最も、デジタルワールドが認知されるようになってからも、数年前まではこのような場所も存在しなかった。
そのため、ログインした先が、運悪く狂暴なデジモンの縄張りだった場合、直後にログアウトしてしまう事態が度々あり、冒険者達を悩ませた結果、こういった場所が作られたのである。
ちなみに、この"はじまりの街"は元々デジモンの卵が孵る場所であったため、近くに狂暴なデジモンが少なかったことや、冒険初心者がパートナーを探しやすいといった点も、この場所が冒険者達の拠点となった要因だろう。

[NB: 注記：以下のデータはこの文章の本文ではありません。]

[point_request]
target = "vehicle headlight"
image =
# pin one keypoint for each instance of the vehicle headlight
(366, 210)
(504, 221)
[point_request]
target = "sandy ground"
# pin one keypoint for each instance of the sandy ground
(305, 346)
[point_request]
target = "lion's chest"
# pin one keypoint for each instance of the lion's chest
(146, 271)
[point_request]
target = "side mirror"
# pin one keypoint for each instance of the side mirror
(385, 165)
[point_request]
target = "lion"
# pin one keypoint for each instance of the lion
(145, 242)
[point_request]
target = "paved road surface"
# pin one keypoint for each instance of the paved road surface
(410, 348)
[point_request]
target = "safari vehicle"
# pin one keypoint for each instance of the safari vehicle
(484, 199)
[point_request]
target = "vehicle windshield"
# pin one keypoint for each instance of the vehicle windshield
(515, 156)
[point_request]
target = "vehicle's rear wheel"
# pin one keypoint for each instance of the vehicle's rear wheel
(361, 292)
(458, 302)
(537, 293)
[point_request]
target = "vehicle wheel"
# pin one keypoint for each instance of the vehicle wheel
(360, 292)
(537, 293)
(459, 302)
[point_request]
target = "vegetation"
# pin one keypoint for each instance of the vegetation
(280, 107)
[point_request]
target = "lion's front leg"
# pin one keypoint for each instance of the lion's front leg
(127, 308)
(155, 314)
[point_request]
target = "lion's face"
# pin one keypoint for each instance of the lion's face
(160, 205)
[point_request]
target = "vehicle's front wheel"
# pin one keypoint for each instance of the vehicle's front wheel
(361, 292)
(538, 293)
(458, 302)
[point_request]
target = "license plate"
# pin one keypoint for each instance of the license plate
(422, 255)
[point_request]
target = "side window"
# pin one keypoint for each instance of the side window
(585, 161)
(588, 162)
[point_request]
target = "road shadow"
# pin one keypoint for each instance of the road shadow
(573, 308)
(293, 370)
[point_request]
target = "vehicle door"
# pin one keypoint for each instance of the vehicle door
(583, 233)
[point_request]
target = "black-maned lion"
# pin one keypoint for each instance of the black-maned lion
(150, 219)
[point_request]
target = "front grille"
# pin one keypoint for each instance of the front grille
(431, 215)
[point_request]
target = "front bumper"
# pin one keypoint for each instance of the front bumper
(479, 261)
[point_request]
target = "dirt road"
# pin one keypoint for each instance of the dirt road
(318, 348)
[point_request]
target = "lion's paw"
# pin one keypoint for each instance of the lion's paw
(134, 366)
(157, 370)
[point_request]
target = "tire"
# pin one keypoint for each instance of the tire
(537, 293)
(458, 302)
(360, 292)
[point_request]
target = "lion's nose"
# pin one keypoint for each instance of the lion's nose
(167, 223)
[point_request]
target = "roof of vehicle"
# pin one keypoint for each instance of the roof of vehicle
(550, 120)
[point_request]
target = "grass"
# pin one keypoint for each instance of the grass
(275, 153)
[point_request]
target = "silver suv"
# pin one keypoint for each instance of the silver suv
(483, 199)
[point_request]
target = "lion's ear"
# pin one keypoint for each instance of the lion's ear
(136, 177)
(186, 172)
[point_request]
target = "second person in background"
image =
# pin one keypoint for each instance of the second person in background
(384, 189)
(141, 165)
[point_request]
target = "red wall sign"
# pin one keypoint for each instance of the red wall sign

沙綾は一度大きく深呼吸して、自身の身体に異常がないか、簡単にチェックをする。
(異常は…………ないね。よし!今日も張り切っていこう)
チェックを終えて、今度は何かを探すように少し背伸びをして街を見渡す。すると、街の北側から、自分に向かって両手を振りながら走ってくる黄色いデジモンを見つけた。彼女のこの世界でのパートナーたるデジモンである。
「マァマーー!」
「あっ、いたいた。アグモーン!」
沙綾もそれに対して大きく手を振り返す。
アグモンと呼ばれたデジモンは沙綾の前まで走って来た後、飛び込むように彼女へと抱きついた。
「マァマ今日は何時もより早いね。ガッコウはないの?」
抱きついたまま、上目遣いでアグモンは質問をする。沙綾は彼の頭を優しく撫でながら口を開いた。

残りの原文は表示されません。